What happened: Phoenix, Ariz., saw the biggest increase in home prices, according to the S&P CoreLogic Case-Shiller Indices, with a 6% uptick from last year. Charlotte was next with a 4.6% increase, followed by the 4.5% growth in Tampa, Fla.
The big picture: The Federal Housing Finance Agency also released its quarterly home price index Tuesday — showing that home prices grew 4.9% in the third quarter. This was the first time that home price appreciation has fallen below an annual pace of 5% since 2015, the FHFA noted.
While low mortgage rates have helped to an extent, affordability continues to be a significant headwind in the priciest markets, as droves of prospective home-buyers remain priced out of these markets.
In the FHFA’s index, mostly smaller cities saw the highest levels of price appreciation during the third quarter.

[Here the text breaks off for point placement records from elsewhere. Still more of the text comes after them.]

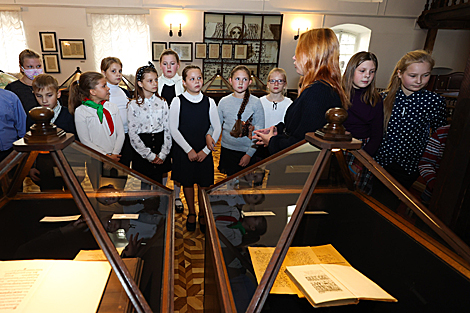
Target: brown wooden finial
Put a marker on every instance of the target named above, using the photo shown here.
(334, 129)
(43, 130)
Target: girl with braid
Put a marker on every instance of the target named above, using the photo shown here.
(238, 111)
(191, 116)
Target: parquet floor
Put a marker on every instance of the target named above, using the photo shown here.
(189, 258)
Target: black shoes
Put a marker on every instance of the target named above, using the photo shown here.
(179, 208)
(202, 226)
(191, 226)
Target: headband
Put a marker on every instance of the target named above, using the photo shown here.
(141, 70)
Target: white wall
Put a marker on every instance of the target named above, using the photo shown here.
(392, 23)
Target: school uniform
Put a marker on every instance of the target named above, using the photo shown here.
(150, 136)
(190, 119)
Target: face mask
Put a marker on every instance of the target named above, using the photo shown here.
(32, 73)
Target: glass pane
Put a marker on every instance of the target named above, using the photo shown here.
(272, 27)
(234, 28)
(381, 251)
(269, 190)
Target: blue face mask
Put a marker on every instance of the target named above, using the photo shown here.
(32, 73)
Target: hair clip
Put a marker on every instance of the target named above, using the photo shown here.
(141, 70)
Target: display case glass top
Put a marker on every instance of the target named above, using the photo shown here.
(90, 207)
(306, 196)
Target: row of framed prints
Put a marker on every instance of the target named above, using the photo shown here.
(70, 49)
(202, 50)
(73, 49)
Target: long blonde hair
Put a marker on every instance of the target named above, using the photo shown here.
(317, 55)
(371, 96)
(416, 56)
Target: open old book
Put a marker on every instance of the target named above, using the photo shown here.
(330, 285)
(260, 257)
(52, 286)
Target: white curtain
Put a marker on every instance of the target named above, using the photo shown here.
(12, 40)
(123, 36)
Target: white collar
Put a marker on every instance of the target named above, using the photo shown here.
(170, 81)
(194, 99)
(111, 85)
(56, 110)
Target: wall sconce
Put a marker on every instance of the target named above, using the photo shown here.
(295, 36)
(175, 18)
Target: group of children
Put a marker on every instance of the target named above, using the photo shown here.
(170, 125)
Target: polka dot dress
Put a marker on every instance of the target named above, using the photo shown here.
(409, 128)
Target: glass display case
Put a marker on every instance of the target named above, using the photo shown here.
(5, 79)
(86, 201)
(305, 196)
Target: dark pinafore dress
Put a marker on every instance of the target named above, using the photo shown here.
(194, 122)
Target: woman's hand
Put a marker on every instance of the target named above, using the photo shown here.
(157, 160)
(201, 155)
(115, 157)
(210, 143)
(244, 160)
(264, 135)
(192, 155)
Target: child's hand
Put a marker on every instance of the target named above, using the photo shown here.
(210, 143)
(157, 160)
(133, 247)
(192, 155)
(115, 157)
(201, 155)
(34, 174)
(244, 160)
(264, 135)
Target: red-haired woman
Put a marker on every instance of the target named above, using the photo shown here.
(317, 60)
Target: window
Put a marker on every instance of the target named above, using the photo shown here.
(12, 40)
(352, 39)
(123, 36)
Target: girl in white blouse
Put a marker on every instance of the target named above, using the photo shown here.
(148, 126)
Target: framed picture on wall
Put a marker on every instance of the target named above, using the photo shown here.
(214, 50)
(201, 50)
(226, 51)
(48, 41)
(51, 63)
(157, 49)
(184, 50)
(241, 52)
(73, 49)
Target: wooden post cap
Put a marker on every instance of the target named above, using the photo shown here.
(334, 129)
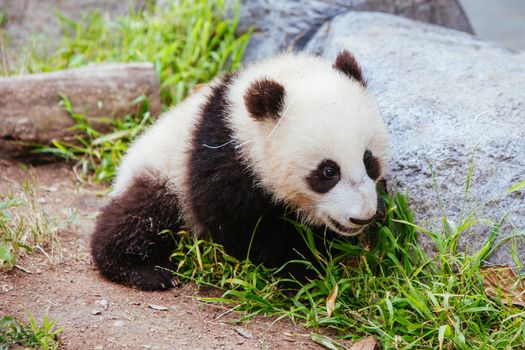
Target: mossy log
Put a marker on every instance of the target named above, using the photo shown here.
(30, 108)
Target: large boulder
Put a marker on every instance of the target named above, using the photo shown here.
(285, 24)
(451, 101)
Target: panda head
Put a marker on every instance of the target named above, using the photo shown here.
(313, 137)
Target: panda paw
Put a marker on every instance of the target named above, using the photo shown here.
(152, 278)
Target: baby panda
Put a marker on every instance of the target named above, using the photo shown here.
(292, 138)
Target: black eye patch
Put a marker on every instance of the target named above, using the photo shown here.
(323, 178)
(371, 165)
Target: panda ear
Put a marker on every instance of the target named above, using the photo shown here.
(347, 64)
(264, 99)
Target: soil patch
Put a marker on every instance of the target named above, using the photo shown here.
(97, 314)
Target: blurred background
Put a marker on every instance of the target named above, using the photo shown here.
(502, 21)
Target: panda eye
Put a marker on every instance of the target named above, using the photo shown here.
(329, 172)
(324, 177)
(371, 165)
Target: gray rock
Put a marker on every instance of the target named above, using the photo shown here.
(448, 99)
(284, 24)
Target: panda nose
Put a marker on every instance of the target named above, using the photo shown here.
(361, 222)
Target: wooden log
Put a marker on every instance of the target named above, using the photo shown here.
(30, 107)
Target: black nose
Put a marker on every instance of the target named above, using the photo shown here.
(360, 221)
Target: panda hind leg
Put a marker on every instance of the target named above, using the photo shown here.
(127, 245)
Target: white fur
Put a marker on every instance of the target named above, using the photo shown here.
(326, 116)
(163, 151)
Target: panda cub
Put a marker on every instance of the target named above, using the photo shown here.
(293, 137)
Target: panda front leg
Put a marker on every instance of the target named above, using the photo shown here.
(127, 245)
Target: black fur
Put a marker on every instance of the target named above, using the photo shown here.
(347, 64)
(227, 202)
(373, 168)
(319, 182)
(126, 245)
(264, 99)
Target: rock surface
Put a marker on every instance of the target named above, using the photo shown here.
(448, 99)
(287, 24)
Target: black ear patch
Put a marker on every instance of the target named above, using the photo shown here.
(346, 63)
(264, 99)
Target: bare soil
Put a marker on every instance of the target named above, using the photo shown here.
(74, 294)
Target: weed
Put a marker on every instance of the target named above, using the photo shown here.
(188, 41)
(28, 334)
(392, 290)
(25, 226)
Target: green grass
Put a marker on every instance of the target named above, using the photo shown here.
(25, 226)
(14, 334)
(189, 42)
(392, 290)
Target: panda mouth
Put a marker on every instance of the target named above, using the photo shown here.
(345, 230)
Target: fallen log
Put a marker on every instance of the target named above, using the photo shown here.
(30, 107)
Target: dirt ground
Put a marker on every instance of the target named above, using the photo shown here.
(97, 314)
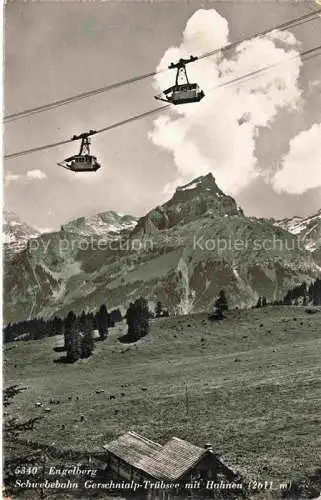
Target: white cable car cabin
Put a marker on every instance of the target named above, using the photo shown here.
(182, 93)
(84, 161)
(81, 163)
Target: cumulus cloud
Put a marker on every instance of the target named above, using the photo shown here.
(11, 177)
(219, 133)
(301, 167)
(36, 174)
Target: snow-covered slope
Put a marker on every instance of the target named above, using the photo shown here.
(308, 229)
(181, 253)
(103, 224)
(16, 234)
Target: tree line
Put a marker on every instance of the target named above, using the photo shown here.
(39, 328)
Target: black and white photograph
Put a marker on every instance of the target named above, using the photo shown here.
(161, 246)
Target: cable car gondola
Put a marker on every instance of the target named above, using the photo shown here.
(84, 161)
(181, 93)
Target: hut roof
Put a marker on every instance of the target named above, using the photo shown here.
(168, 462)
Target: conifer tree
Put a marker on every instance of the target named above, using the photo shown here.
(102, 322)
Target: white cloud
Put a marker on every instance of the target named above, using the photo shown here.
(36, 174)
(213, 135)
(10, 177)
(301, 167)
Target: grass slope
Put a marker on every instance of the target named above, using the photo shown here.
(252, 382)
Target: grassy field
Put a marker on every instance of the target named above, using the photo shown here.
(250, 385)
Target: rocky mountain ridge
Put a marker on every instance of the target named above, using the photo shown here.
(308, 229)
(181, 253)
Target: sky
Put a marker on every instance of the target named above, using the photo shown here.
(259, 138)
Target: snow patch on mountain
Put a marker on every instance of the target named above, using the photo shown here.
(307, 229)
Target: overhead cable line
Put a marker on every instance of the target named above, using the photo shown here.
(310, 52)
(55, 104)
(104, 129)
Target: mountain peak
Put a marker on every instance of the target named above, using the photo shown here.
(200, 197)
(201, 182)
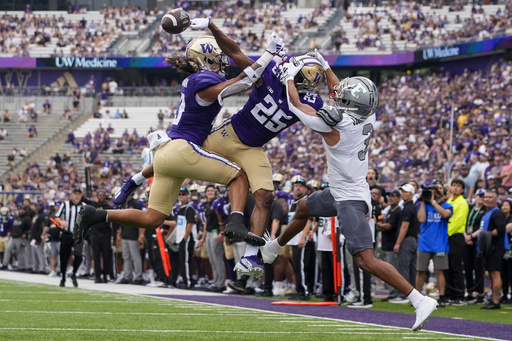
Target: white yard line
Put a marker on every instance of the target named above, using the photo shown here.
(142, 292)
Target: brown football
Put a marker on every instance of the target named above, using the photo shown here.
(175, 21)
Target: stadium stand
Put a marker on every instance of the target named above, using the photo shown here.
(407, 26)
(58, 33)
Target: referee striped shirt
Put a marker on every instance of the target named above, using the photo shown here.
(68, 211)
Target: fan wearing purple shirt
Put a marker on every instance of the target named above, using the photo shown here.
(182, 157)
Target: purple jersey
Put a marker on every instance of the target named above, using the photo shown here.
(266, 113)
(194, 121)
(286, 196)
(222, 205)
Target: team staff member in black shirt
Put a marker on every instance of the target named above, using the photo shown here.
(389, 228)
(406, 245)
(101, 235)
(493, 223)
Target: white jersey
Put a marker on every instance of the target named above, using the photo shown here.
(348, 161)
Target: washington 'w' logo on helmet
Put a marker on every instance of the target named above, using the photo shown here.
(205, 54)
(207, 48)
(311, 74)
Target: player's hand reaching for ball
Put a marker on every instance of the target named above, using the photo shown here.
(289, 70)
(199, 23)
(275, 44)
(320, 58)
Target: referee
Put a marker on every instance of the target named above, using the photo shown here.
(66, 216)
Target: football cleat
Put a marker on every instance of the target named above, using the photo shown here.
(236, 232)
(250, 265)
(423, 312)
(129, 186)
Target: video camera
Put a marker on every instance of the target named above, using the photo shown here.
(426, 193)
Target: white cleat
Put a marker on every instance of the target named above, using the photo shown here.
(268, 256)
(423, 312)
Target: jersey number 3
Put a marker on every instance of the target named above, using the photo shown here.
(367, 130)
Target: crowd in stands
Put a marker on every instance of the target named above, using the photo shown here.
(20, 33)
(239, 18)
(406, 22)
(380, 27)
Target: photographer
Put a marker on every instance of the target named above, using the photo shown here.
(433, 215)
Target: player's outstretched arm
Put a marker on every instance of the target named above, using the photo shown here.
(332, 79)
(226, 44)
(252, 74)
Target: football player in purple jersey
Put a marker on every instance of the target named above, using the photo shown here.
(264, 116)
(181, 156)
(240, 139)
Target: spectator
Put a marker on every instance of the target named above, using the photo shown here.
(185, 236)
(10, 159)
(214, 239)
(406, 245)
(473, 263)
(37, 240)
(3, 134)
(506, 172)
(389, 227)
(456, 227)
(492, 227)
(32, 132)
(7, 116)
(433, 216)
(18, 234)
(101, 235)
(506, 272)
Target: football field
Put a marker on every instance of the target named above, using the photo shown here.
(41, 311)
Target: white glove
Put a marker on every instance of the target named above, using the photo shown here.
(320, 58)
(275, 44)
(199, 23)
(289, 70)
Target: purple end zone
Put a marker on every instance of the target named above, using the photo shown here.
(438, 324)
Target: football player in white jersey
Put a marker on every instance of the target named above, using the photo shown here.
(346, 131)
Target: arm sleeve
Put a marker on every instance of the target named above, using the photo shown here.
(252, 74)
(312, 122)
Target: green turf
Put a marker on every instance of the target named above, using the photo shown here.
(31, 311)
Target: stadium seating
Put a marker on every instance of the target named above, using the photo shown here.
(448, 19)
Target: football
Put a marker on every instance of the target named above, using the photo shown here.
(175, 21)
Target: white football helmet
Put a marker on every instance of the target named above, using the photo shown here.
(358, 97)
(205, 54)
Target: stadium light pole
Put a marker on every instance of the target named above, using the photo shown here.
(449, 169)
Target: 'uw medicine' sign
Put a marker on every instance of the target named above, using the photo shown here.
(86, 63)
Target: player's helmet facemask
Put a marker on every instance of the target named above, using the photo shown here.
(358, 97)
(311, 74)
(204, 54)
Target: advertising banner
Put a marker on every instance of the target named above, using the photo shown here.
(17, 197)
(368, 60)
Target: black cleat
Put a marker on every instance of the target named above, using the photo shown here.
(73, 279)
(236, 232)
(87, 217)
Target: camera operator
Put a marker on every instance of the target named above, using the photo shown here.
(433, 215)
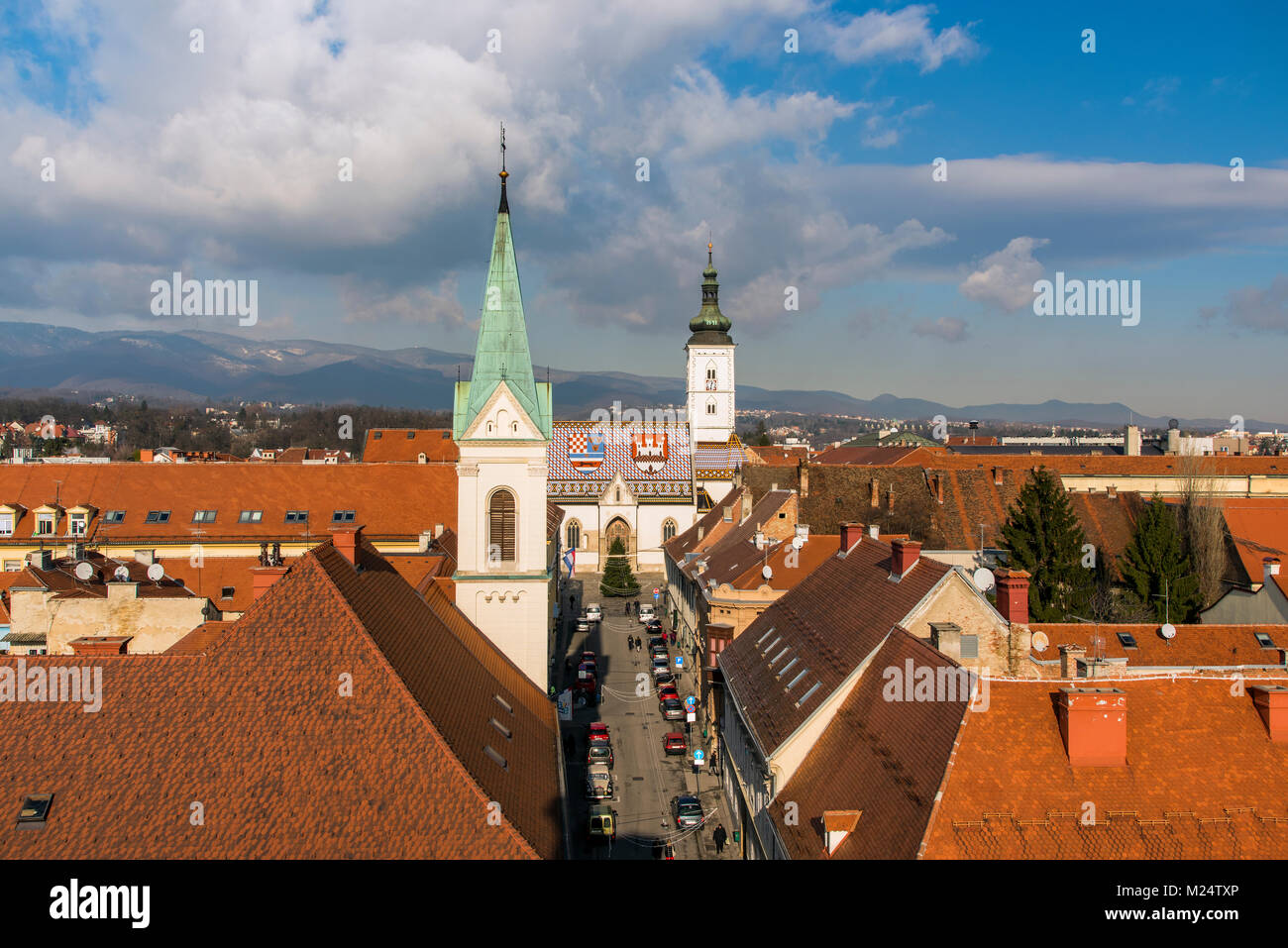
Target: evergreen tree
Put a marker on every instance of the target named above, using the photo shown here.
(1044, 539)
(618, 579)
(1155, 567)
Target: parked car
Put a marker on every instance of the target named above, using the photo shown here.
(603, 823)
(600, 753)
(599, 782)
(687, 810)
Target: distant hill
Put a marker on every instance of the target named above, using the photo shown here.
(193, 366)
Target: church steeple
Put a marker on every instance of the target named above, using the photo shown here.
(709, 325)
(502, 353)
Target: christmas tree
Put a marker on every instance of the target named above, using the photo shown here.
(618, 579)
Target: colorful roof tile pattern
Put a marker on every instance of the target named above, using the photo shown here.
(655, 462)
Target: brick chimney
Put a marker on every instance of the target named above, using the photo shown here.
(346, 540)
(1069, 659)
(903, 556)
(1094, 725)
(1013, 595)
(263, 579)
(1271, 703)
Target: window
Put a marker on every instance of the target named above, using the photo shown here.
(501, 527)
(35, 807)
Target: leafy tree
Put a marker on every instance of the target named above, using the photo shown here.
(618, 579)
(1155, 569)
(1044, 539)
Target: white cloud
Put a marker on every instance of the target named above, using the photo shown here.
(1006, 278)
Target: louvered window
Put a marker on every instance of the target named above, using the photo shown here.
(501, 527)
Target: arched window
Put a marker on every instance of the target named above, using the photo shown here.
(500, 536)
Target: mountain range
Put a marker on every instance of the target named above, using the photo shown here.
(192, 366)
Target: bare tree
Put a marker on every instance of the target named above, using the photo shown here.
(1202, 524)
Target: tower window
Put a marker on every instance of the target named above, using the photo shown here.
(501, 540)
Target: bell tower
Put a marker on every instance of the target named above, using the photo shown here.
(709, 377)
(501, 423)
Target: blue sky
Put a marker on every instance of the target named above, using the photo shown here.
(809, 168)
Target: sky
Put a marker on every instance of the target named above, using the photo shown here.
(804, 138)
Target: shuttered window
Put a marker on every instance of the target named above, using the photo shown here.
(501, 527)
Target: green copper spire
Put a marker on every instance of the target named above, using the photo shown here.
(502, 348)
(709, 325)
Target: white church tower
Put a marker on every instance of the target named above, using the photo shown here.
(501, 423)
(709, 373)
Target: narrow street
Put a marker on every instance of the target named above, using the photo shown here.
(645, 779)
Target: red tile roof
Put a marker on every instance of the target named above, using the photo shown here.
(406, 445)
(284, 762)
(831, 622)
(1202, 780)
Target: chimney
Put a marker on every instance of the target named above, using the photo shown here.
(99, 644)
(1069, 659)
(903, 556)
(850, 535)
(263, 578)
(1271, 703)
(1094, 725)
(947, 636)
(346, 540)
(1013, 595)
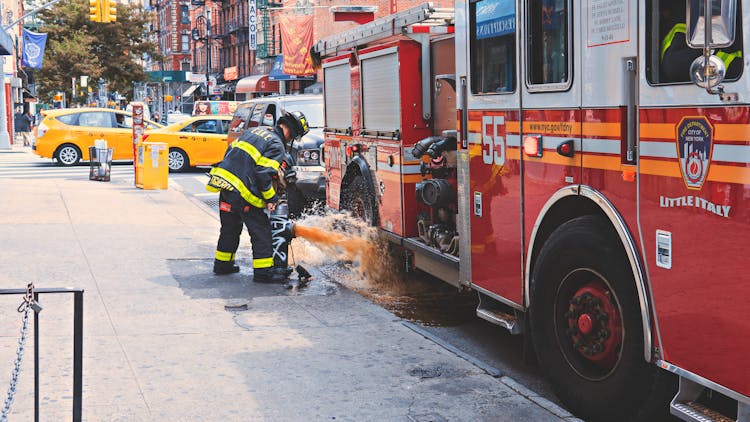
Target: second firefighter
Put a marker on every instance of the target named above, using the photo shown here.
(245, 181)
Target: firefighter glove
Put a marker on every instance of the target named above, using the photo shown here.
(290, 176)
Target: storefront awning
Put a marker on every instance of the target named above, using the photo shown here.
(256, 84)
(277, 74)
(189, 92)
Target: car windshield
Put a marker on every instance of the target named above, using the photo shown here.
(312, 110)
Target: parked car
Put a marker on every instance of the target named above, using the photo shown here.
(196, 141)
(307, 152)
(176, 117)
(66, 134)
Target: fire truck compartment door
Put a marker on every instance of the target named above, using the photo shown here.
(380, 91)
(694, 205)
(338, 94)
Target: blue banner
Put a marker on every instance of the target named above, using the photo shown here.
(495, 18)
(33, 49)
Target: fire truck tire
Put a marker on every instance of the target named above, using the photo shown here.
(586, 326)
(296, 201)
(360, 200)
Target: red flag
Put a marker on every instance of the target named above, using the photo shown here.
(296, 41)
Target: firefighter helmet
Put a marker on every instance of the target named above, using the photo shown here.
(296, 122)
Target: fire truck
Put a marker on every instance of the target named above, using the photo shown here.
(538, 153)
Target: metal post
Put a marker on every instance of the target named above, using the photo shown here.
(77, 355)
(4, 135)
(36, 361)
(208, 52)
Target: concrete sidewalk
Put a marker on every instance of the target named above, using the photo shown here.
(159, 343)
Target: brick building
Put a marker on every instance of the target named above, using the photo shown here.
(232, 61)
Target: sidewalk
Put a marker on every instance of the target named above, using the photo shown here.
(159, 343)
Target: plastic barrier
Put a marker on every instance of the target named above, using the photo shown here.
(152, 171)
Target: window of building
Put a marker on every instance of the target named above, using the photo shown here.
(548, 45)
(668, 57)
(493, 46)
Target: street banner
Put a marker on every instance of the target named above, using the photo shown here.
(252, 24)
(296, 41)
(33, 49)
(231, 73)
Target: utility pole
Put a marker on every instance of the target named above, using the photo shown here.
(208, 52)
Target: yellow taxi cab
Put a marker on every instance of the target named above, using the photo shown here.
(197, 141)
(66, 134)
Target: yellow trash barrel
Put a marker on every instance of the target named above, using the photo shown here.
(152, 170)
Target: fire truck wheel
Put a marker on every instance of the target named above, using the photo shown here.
(359, 199)
(586, 325)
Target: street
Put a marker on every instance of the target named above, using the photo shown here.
(164, 339)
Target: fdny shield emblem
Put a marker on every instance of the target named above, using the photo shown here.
(694, 147)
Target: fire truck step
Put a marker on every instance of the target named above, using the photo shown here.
(692, 411)
(686, 405)
(503, 319)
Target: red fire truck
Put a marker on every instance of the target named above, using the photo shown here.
(540, 153)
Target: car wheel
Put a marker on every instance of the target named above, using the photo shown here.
(360, 200)
(586, 326)
(177, 160)
(68, 155)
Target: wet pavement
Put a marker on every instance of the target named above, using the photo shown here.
(165, 339)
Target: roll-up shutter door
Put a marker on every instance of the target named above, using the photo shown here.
(381, 109)
(338, 96)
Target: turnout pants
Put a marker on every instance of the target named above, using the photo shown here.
(233, 213)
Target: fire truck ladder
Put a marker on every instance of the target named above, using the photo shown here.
(430, 20)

Boise, Idaho, recorded an 11.1% increase in home prices, followed by Tucson, Ariz., which experienced a 10.3% gain.
What they’re saying: “Homes in California and New York are now appreciating at rates that are lower than the national average,” said Lynn Fisher, FHFA’s senior advisor for economics. “At the same time, out migration from high-cost areas is placing upward pressure on home prices in states like Idaho, Utah, Arizona, New Mexico, Vermont and Maine, which all now rank in the top 10 states by appreciation rate.”
Market reaction: The Dow Jones Industrial Average DJIA, +0.08% and S&P 500 SPX, +0.04% both moved higher in Tuesday morning trades. The 10-year Treasury yield TMUBMUSD10Y, -1.31% meanwhile fell on the release of U.S. trade data.